No. I wouldn't let that be such a deciding factor, personally. I will be starting a (paritally) hospital job in a month with very little IV experience. Although I worked in a hospital for 3 years, they wouldn't let interns in the IV room. So I would just go in there after the admin were gone. No formal training, but I sought out my own chances to learn at least a little bit.
I also did pretty well on my boards despite my lack of experience.
My hospital experience is a little bit different from you guys. All I did was IV. We were supposed to rotate, but for some reason, we never did. I did them faster and better than the pharmacists working at the time because they never made anything. They did it once or twice when it was some really expensive drug, but that was it.

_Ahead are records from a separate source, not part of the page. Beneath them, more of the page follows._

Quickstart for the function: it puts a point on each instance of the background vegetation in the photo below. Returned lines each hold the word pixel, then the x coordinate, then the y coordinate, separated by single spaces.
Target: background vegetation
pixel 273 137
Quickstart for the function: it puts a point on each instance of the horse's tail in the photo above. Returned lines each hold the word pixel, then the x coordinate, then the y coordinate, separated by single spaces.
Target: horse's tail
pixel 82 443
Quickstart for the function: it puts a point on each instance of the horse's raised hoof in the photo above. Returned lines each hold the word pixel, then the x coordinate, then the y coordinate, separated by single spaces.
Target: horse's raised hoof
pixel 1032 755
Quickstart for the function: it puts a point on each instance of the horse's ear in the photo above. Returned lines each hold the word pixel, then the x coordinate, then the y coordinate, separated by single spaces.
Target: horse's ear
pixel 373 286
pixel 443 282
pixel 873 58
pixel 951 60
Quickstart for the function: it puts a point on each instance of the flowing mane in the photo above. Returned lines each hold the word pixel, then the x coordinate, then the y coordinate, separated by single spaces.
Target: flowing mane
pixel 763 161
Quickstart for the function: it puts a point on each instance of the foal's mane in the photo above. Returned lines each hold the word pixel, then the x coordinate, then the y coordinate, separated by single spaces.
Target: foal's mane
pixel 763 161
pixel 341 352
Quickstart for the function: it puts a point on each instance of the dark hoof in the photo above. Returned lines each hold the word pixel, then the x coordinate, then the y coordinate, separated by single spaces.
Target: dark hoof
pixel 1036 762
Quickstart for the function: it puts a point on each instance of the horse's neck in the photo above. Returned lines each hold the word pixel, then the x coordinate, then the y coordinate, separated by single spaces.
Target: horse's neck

In my opinion, it doesn't really matter what hospital you work. No experience is a bad experience. You will learn something regardless. Besides, I don't think it's wise to work at 2 different hospitals at once. But all you really have to do is be honest. Tell him that you can't start until so and so date. He is not going to ask you why and even if he did, just be honest and tell him and explain your reasons. There is nothing wrong with a hard working student wanting to learn as much as he wants, the only problem the interviewer might get out of this is that you will not be flexible due to another job.